Have You Ever Noticed World of Warcraft Is Everywhere?
I went to watch The Day the Earth Stood Still on Wednesday after my final exams ended. About 20 minutes in, lo and behold. The boy Jacob Benson, who is a main supporting character in the movie, plays World of Warcraft. In one scene, he can be seen playing a human paladin killing Nagas in Stranglethorn Vale. The famous Stormwind music from the Valley of Heroes also played for several seconds in the background. I suspect WoW is in Earth as an unofficial nod to the game, especially since the phrase “Klaatu barada nikto” was referenced in the game with two characters as a nod to the original 1951 version of the film.
This is not the first time the game has made it into a blockbuster film. Remember when [The Unstoppable Force] met [The Immovable Object] in The Dark Knight? It’s not even limited to films. Last week I saw a guy wear the J!NX +20 Frost Resistance Hoodie in the grocery store.
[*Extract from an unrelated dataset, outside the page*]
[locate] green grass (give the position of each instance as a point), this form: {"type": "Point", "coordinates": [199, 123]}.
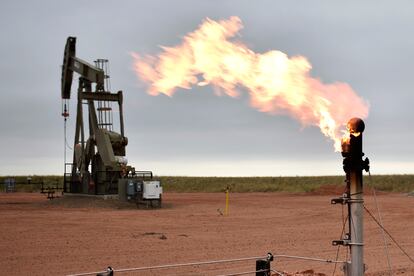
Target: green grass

My apartmentmate owns the generic hoodie with the game’s logo.
It’s great that there’s a lot of publicity for the game we all love, but what do other people see when they see all these cameo appearances? Most of all, what does it tell them of about the people who play the game?
I’m sure the majority of the population see these references and won’t know they are actually references to World of Warcraft or even connect the dots and realize they all reference to one thing. They’re very subtle, but even the media recognizes that people from all walks of life play this game, and they’re not afraid to acknowledge that we’ve become a phenomenon. But have we come to acknowledge our place in society? Many claim that this is an open game, yet there are scores of players who are unwilling to help new players become acquainted with the game.
Especially with the release of Wrath of the Lich King, there would be a lot of people who are interested in finding out what the game is all about. But with all the established players in Northrend, who is available in Eastern Kingdoms and Kalimdor to help the new players? What if those looking from the outside inward see a community full of inside jokes and cliques that make it difficult to penetrate or understand? We risk being misunderstood by society despite being acknowledged by it. The all-too-general and unfair statement made last week by an official of the Federal Communications Commission is one example.
With a growing player base, the only thing certain is that World of Warcraft won’t disappear from the headlines. It will only generate more talk, and the one thing we can do is stop people from generalizing.